Анна не стала уходить от прямого вопроса.
- Хорошо поживает. Замужем за прекрасным человеком. Живет в Иркутской области. Двоих парней родила. Близнецов, представляешь? И это пигалица такая, представляешь?
Люся покраснела. Помялась.
- А она… Она ничего не говорила? Забыла про меня?
- Не знаю, дочка. Да и знать не хочу. Дай Бог, чтобы все у нее сложилось хорошо. Твой-то – как? Не барагозит?
Люся махнула рукой.
- Ай, в своем репертуаре. Дома – смирный. А как ногу за порог – все бабы его. Будто я не знаю ничего. А я делаю вид, что не знаю. Ну что мне, разводиться? А дети?
Анна прижимала руки к груди:
- Ой, кобель… Ну кобель… Как ты терпишь это, Люсенька?
Люся покачала головой.
- Вот так и терплю. Терплю и делаю вид, что все у нас хорошо. Тяжко, когда от него духами чужими разит. А так… Наверное, это правильно, что Машка за Степку не пошла. Не выдержала бы. А я… Что я… Мне теперь при каждом разе на Чукотку убегать?
- В Сибирь, Люсенька.
- Это Машка в Сибири, мне надо подале, - хмыкнула Люся.
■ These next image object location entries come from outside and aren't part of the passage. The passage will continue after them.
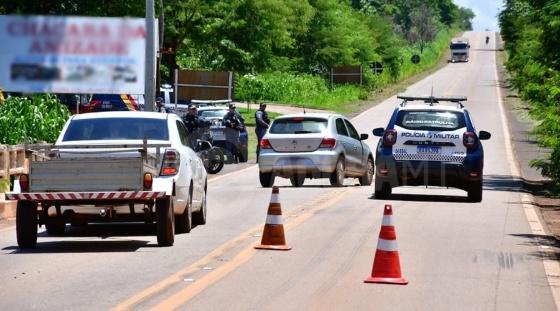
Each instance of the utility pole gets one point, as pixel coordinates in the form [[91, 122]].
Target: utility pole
[[150, 83]]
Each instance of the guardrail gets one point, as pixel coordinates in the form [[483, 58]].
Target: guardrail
[[14, 159]]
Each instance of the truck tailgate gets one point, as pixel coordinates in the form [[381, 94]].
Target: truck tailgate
[[89, 174]]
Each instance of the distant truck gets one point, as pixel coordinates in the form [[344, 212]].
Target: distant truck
[[459, 49]]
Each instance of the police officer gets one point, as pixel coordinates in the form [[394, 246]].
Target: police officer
[[234, 122], [160, 106], [263, 122], [193, 124]]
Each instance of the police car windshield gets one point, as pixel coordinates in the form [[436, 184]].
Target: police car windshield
[[298, 125], [430, 120], [116, 129], [210, 114], [458, 46]]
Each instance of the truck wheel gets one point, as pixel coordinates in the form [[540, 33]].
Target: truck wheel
[[164, 213], [183, 223], [367, 178], [385, 191], [199, 217], [475, 191], [337, 177], [26, 224], [266, 179], [55, 228]]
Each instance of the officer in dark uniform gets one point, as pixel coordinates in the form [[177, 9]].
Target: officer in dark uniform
[[234, 123], [194, 124], [263, 122]]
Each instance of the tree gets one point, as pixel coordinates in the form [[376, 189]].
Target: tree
[[423, 27]]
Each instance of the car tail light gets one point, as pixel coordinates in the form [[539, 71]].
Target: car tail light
[[328, 142], [148, 180], [469, 140], [389, 137], [24, 182], [171, 163], [265, 144]]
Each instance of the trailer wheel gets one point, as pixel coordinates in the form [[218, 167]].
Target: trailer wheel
[[26, 224], [165, 222]]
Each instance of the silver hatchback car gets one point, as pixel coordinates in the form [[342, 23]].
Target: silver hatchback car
[[314, 145]]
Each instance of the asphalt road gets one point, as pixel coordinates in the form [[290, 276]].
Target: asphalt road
[[456, 255]]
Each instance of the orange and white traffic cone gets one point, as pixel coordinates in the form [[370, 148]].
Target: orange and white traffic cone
[[273, 233], [386, 264]]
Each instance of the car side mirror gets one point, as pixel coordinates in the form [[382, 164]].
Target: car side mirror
[[483, 135], [378, 131]]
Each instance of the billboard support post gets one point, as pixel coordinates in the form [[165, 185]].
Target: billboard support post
[[149, 89]]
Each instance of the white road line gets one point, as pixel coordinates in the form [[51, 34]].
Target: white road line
[[551, 267]]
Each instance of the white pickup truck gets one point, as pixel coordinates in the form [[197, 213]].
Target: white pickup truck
[[114, 167]]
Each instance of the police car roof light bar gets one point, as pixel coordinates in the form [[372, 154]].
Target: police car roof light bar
[[433, 99]]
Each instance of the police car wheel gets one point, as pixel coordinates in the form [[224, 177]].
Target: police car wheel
[[475, 191]]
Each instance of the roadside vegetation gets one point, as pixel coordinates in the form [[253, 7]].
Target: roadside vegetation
[[531, 31], [39, 118]]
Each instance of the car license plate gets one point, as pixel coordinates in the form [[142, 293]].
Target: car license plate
[[429, 149]]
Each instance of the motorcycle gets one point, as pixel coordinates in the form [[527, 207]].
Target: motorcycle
[[212, 156]]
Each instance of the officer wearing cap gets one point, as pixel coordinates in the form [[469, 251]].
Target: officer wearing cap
[[262, 123], [234, 122], [194, 123], [160, 107]]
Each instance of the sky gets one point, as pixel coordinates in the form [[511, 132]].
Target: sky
[[486, 12]]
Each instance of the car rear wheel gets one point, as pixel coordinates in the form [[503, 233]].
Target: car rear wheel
[[164, 213], [367, 178], [384, 191], [26, 224], [183, 223], [475, 191], [337, 177], [297, 180], [266, 179]]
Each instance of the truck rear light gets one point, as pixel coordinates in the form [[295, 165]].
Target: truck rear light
[[24, 182], [328, 142], [469, 140], [148, 181], [171, 163], [265, 144], [389, 137]]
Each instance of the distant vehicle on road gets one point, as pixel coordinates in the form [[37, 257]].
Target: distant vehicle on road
[[115, 167], [314, 145], [431, 143], [459, 50]]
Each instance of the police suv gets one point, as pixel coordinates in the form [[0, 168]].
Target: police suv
[[430, 141]]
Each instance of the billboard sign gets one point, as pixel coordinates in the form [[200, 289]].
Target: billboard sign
[[56, 54]]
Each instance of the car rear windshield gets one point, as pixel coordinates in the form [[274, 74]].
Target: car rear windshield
[[212, 114], [116, 129], [431, 120], [298, 125]]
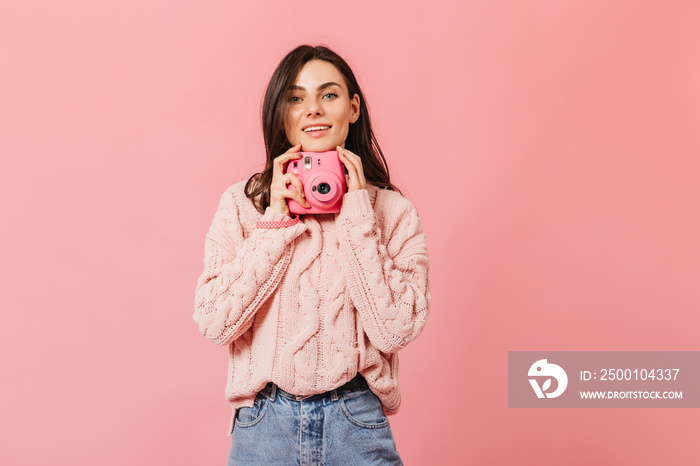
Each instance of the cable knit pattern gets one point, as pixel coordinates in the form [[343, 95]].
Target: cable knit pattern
[[310, 305]]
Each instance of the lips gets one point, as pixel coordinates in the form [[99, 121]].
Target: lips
[[314, 128]]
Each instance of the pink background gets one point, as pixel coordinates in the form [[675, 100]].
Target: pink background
[[550, 146]]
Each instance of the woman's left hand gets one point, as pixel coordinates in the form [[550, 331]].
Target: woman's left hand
[[355, 178]]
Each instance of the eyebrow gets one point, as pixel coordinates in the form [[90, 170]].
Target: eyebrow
[[320, 88]]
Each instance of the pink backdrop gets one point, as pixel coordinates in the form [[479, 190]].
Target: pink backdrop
[[550, 146]]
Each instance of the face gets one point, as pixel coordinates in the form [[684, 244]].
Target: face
[[320, 109]]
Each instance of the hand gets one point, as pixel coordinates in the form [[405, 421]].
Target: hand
[[355, 178], [278, 187]]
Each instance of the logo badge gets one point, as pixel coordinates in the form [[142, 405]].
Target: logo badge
[[544, 369]]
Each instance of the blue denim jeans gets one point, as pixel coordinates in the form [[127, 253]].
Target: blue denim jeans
[[346, 427]]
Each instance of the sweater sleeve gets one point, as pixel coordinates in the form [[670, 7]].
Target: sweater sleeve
[[388, 284], [240, 272]]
Люся зачем-то вынула шпильки из прически, и ее богатые волосы упали на плечи. Она снова собрала их в узел, вынимая шпильки изо рта по одной. Пригладила прическу, поправила воротник модной, в крупную желтую ромашку, кофточки.
- Бедная ты моя, - медленно сказала Анна.
Люся наконец дала покой рукам и нервам.
- Да никакая я не бедная, мам. Обычная семья. Как у всех. Ты что, думаешь, другие лучше живут? У других мужики не гуляют? Не пьют? Или ты думаешь, что все должны в счастье купаться, как ты? Не думай!
Анна и соглашалась, и не соглашалась с дочерью.
- Ты меня прости. Но вот Вася бы тебе хорошим мужем был бы…
Люся снова утратила ровное настроение, начала дергаться.
- Вася. Вася! Что – Вася? Вася меня бы в ежовых рукавицах держал! Он любит, чтобы баба перед ним пресмыкалась! А я не хочу!
- А перед Степкой не пресмыкаешься?
- Нет! Живем рядом, да и ладно! Любовь, не любовь… Ерунда это все! Чушь на постном масле!